Steve Lewis, CEO of Living PlanIT, a Portugal-based developer of smart cities that coined the term “urban operating system,” likens the technology to the human nervous system. “It senses what's going on around it and acts to support various functions” and maximize resources, he says.
Steve Lewis is CEO of Living PlanIT, the Portugal-based developer of PlanIT Valley, a futuristic city envisioned for northern Portugal with a projected 220,000 residents. (Living PlanIT SA)
Living PlanIT, which also has offices in Britain and the United States, is working on the software with Microsoft, where Lewis previously was an executive, Cisco and other partners. Living PlanIT is designing a futuristic city in northern Portugal called PlanIT Valley, to be run by a UOS upon its completion, projected for 2017. To be built on uninhabited land, PlanIT Valley is slated to be the third-largest city in Portugal, after Lisbon and Porto, and was designated a “Project of National Interest” by the Portuguese government. Lewis says all construction permits and land rights are in place.
Similar to the software “apps” for Apple's iPhone, apps designed by third parties could supplement the urban software with additional tools and services, Lewis says. “The city becomes a platform that allows new forms of innovation to meet the needs of the citizens,” he says. While much of a UOS can be automated, human intervention is sometimes required to analyze the data, Lewis explains.
In Porto, on Portugal's northern coast, Living PlanIT is testing the traffic-related components of its UOS software with the University of Porto. A wider test is under way in the South London district of Greenwich with financial backing from the U.K. government, Lewis says.
Living PlanIT, meanwhile, will add operating systems to cities it is developing in China, and to Almere, an Amsterdam suburb to be reinvented as a “smart society” with help from IBM, Cisco and Royal Philips Electronics, Lewis says. And in South Korea, Songdo, a smart city under construction from scratch along the Incheon waterfront, will be run by similar technology that its designers describe as the city's “brain.”
Half a world away, in Rio de Janerio, Brazil, a citywide operations center designed by IBM functions similarly to an urban operating system. Mayor Eduardo Paes sought IBM's help after mudslides and flash floods in the city of 12 million people killed dozens in April 2010 and left Paes without a central command center to oversee the crisis.
The $14 million center, which opened in late 2010 and was expanded a year later, analyzes and shares data about traffic and weather conditions, infrastructure needs, crowds and security among 30 government agencies, including public safety and law enforcement.

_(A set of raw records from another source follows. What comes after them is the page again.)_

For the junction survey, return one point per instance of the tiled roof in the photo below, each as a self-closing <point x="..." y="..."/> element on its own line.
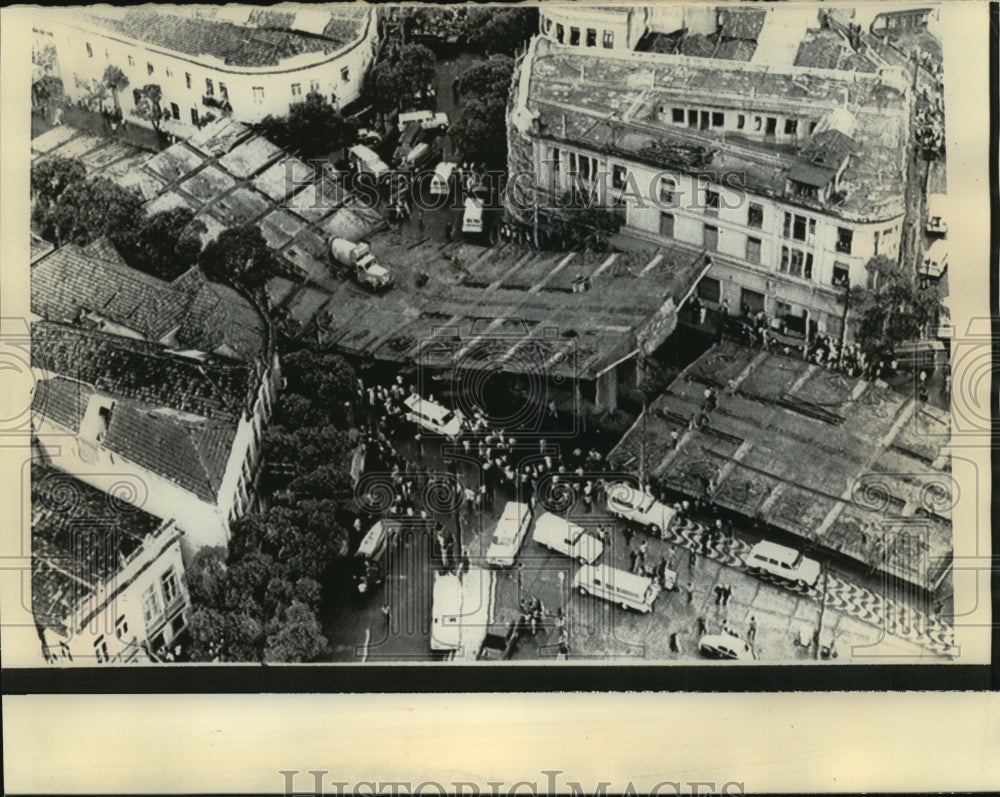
<point x="245" y="45"/>
<point x="743" y="24"/>
<point x="79" y="537"/>
<point x="142" y="371"/>
<point x="207" y="316"/>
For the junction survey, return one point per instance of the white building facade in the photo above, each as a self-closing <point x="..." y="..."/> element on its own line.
<point x="208" y="84"/>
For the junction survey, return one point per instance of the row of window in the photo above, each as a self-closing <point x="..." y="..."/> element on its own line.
<point x="608" y="39"/>
<point x="707" y="119"/>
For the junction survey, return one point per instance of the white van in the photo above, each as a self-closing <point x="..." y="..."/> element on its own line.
<point x="936" y="223"/>
<point x="433" y="417"/>
<point x="786" y="563"/>
<point x="509" y="534"/>
<point x="567" y="538"/>
<point x="626" y="589"/>
<point x="472" y="221"/>
<point x="441" y="181"/>
<point x="364" y="159"/>
<point x="935" y="261"/>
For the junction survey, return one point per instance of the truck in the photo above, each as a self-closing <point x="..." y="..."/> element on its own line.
<point x="357" y="261"/>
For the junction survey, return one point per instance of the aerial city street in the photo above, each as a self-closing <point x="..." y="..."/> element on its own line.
<point x="440" y="334"/>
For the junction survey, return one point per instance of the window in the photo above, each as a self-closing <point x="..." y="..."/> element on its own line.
<point x="667" y="225"/>
<point x="618" y="176"/>
<point x="101" y="649"/>
<point x="710" y="290"/>
<point x="711" y="202"/>
<point x="150" y="605"/>
<point x="844" y="240"/>
<point x="710" y="237"/>
<point x="668" y="185"/>
<point x="170" y="588"/>
<point x="841" y="275"/>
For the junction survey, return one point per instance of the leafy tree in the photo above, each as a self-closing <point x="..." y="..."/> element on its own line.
<point x="239" y="256"/>
<point x="312" y="127"/>
<point x="895" y="309"/>
<point x="501" y="30"/>
<point x="480" y="131"/>
<point x="52" y="176"/>
<point x="407" y="70"/>
<point x="116" y="81"/>
<point x="166" y="244"/>
<point x="85" y="211"/>
<point x="148" y="107"/>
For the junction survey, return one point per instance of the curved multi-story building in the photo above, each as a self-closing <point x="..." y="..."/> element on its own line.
<point x="248" y="60"/>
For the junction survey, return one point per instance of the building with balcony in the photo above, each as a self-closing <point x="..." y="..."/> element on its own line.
<point x="107" y="581"/>
<point x="791" y="178"/>
<point x="249" y="61"/>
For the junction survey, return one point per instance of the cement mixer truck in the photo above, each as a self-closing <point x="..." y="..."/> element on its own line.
<point x="355" y="260"/>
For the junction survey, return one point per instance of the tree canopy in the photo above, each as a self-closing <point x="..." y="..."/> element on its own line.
<point x="480" y="131"/>
<point x="240" y="257"/>
<point x="500" y="30"/>
<point x="312" y="127"/>
<point x="895" y="308"/>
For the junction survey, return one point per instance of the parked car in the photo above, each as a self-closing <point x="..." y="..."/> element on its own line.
<point x="433" y="417"/>
<point x="567" y="538"/>
<point x="639" y="507"/>
<point x="785" y="563"/>
<point x="725" y="646"/>
<point x="509" y="534"/>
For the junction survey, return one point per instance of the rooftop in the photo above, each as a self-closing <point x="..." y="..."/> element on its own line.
<point x="191" y="312"/>
<point x="258" y="37"/>
<point x="836" y="461"/>
<point x="608" y="100"/>
<point x="80" y="538"/>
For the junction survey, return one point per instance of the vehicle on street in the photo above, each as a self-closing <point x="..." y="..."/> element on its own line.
<point x="356" y="260"/>
<point x="785" y="563"/>
<point x="433" y="417"/>
<point x="618" y="586"/>
<point x="639" y="507"/>
<point x="725" y="646"/>
<point x="365" y="160"/>
<point x="935" y="261"/>
<point x="936" y="223"/>
<point x="567" y="538"/>
<point x="509" y="534"/>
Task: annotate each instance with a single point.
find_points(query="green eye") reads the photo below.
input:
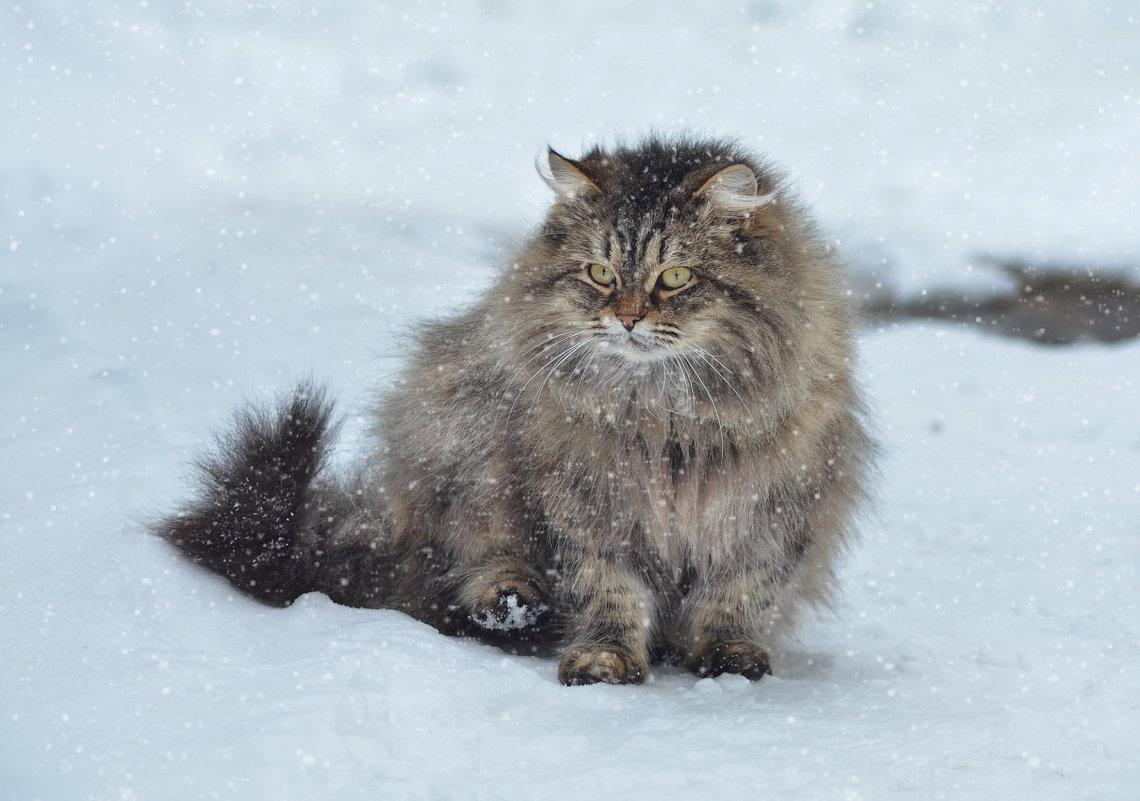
(602, 275)
(676, 277)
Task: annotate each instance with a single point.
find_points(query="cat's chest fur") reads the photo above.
(658, 481)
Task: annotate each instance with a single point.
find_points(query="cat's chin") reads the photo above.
(634, 351)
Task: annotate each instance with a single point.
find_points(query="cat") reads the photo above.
(644, 440)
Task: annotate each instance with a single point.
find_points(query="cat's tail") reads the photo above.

For example, data about a broken water main and corresponding flood is immediately routed to all relevant departments, says Colin Harrison, distinguished engineer with IBM's Smarter Cities program. If police officers detected the break, they could transmit information about it to public works officials and, if necessary, the transit system could reroute buses.
“It just helps everybody to have a common version of the truth,” Harrison says. “This is really all about helping people to make decisions.”
The center already has been used for crowd control during the annual Carnival festival, serving as a test run for the 2014 World Cup, to be held in Rio and other Brazilian cities, and the 2016 Summer Olympics in Rio. IBM has created similar centers elsewhere, but the one in sprawling Rio is the largest.
While the Rio surveillance is on par with security measures in the United States, urban innovations elsewhere have raised privacy concerns, particularly in China, where some planned cities will deploy ubiquitous wireless sensors, purportedly to monitor traffic and weather, that could be co-opted to spy on citizens.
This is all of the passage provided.